5. What graces are we to add in our character building?
“Add to your faith virtue [courage]; and to virtue knowledge; and to knowledge temperance [self-control]; and to temperance patience; and to patience godliness; and to godliness brotherly kindness; and to brotherly kindness charity.” Verses 5-7.
NOTES.-Faith is the first round in the Christian ladder, the first step Godward. ” He that cometh to God must believe.” Heb. 11:6.
But an inoperative faith is useless. “Faith without works is dead.” James 2:20. To be of value, there must be coupled with faith that virtue, or courage of conviction, which impels to action.
To courage there needs to be added knowledge; otherwise, like the stumbling Jews, one may have a zeal, “but not according to knowledge.” Rom. 10:2. Fanaticism is the result of such courage, or zeal. Knowledge, therefore, is an essential to healthy Christian growth.
To knowledge there needs to be added temperance, or self-control– self-government. See Acts 24:25, American Standard Version, and margin of Revised Version. To know to do good, and not do it, is as useless as is faith without works. See James 4:17. Instead of temperance, the Twentieth Century New Testament invariably says self-control.
Patience naturally follows temperance. It is well-nigh impossible for an intemperate person to be patient.
Having gained control of oneself, and become patient, one is in a condition to manifest godliness, or God-likeness.
Having become godly, kindness toward the brethren, or brotherly kindness, naturally follows.
Charity, or love for all, even our enemies, is the crowning grace, the highest step, the eighth round, in the Christian ladder.
The arrangement in this enumeration of graces is by no means accidental or haphazard, but logical and sequential, each following the other in natural, necessary order. The finger of Inspiration is seen here.
6. What is said of charity in the Scriptures?
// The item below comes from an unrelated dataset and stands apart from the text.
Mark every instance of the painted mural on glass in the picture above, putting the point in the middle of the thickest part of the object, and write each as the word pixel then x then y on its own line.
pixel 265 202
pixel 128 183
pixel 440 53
“Charity suffereth long, and is kind; . . . thinketh no evil; rejoiceth not in iniquity, but rejoiceth in the truth, beareth all things, believeth all things, hopeth all things, endureth all things.” 1 Cor. 13:4-7. “And above all things have fervent charity among yourselves: for charity shall cover the multitude of sins.” 1 Peter 4:8. “Love covereth all sins.” Prov. 10:12.
7. What is charity called?
“And above all these things put on charity, which is the bond of perfectness.” Col. 3:14.
8. What is the result of cultivating these eight graces?
“For if these things be in you, and abound, they make you that ye shall neither be barren nor unfruitful in the knowledge of our Lord Jesus Christ.” 2 Peter 1:8.
9. What is the condition of one who lacks these graces?
“But he that lacketh these things is blind, and cannot see afar off, and hath forgotten that he was purged from his old sins.” Verse 9.
10. What is promised those who add grace to grace?
“If ye do these things, ye shall never fall.” Verse 10.